Place the roast in the slow cooker and add the onion, salsa verde, green chiles and cumin over top. Sprinkle salt and pepper on top (I used about 1 teaspoon kosher salt and 1/4 teaspoon black pepper).
Place lid on top of slow cooker and cook on low for 8 hours.
Remove any excess fat and about 1 cup liquid. Once it is done cooking (you know it's done when it falls apart easily), remove the meat and shred with two forks. Then add meat back into the crockpot and mix together. Add more salsa verde or green chiles if desired.
Serve warm on tortillas with your favorite toppings.
Notes
Substitutes: You can use a green chile sauce in place of the salsa verde. You can also use chili powder in place of cumin. Add more if you like extra heat.Instant Pot Instructions: You'll want to make sure to add 1 extra cup of water or beef broth. Switch Instant Pot to high and cook for 65 minutes. If the meat is not completely thawed, add an additional 20 minutes.
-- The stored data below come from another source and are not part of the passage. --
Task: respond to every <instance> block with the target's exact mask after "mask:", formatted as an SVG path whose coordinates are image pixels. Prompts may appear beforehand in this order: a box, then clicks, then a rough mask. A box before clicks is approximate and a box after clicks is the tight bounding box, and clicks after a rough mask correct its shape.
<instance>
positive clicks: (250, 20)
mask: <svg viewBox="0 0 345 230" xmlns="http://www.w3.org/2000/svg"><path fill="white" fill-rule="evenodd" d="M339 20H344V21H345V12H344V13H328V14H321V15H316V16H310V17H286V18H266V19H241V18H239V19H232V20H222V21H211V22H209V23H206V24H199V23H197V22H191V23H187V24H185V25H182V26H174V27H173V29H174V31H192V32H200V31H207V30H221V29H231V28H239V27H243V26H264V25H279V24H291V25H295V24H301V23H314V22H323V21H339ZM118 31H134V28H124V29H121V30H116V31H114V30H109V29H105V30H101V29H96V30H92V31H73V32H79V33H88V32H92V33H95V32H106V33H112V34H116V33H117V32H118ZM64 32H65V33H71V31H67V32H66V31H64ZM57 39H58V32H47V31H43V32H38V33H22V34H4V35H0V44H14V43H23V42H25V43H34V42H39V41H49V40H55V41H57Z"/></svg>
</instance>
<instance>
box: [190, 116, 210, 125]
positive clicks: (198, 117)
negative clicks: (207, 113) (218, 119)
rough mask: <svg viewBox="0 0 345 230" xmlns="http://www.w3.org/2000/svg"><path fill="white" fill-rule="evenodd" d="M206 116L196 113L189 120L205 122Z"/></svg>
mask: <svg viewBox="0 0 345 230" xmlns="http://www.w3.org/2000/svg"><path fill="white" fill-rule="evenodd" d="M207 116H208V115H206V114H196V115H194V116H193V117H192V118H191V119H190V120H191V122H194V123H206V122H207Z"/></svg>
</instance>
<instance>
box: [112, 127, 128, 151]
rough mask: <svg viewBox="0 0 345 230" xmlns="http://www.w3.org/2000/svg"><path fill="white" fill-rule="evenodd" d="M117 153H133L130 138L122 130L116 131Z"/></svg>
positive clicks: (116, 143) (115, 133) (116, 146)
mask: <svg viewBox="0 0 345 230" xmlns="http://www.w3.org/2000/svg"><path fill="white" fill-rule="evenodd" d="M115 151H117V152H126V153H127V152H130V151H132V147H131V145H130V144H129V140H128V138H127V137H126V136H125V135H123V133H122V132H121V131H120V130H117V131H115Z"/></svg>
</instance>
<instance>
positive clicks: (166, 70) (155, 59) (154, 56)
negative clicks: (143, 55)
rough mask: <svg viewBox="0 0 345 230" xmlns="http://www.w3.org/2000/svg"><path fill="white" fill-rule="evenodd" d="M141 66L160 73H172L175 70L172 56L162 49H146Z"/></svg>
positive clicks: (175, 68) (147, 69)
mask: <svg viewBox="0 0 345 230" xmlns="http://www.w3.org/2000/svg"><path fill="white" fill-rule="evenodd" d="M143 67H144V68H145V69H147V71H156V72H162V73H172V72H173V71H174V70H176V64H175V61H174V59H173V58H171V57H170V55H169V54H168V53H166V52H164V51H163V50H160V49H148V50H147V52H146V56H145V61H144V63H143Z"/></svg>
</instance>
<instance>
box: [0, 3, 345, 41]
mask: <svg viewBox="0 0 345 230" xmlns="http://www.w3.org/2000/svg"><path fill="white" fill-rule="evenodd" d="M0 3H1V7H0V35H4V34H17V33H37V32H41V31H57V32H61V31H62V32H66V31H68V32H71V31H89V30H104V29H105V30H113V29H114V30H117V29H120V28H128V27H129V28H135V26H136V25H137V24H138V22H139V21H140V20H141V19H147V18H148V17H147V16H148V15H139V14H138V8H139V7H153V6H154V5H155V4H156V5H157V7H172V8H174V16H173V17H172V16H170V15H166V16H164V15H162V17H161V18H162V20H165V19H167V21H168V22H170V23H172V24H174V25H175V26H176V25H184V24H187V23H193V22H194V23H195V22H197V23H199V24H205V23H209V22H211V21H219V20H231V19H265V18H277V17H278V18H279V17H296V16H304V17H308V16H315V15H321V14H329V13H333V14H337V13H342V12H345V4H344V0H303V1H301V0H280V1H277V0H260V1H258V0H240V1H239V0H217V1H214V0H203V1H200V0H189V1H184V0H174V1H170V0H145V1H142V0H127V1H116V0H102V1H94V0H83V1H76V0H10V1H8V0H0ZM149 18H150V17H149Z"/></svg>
Make sure the vent is on the sealed position. Then do a natural release for 10 minutes.Freezer instructions: This beef freezes great. Allow to cool completely and then place in a zip top bag. Press out an excess air and then freeze up to 3 months. Allow to thaw overnight in the refrigerator and reheat in the slow cooker on slow or on the stove top on low heat.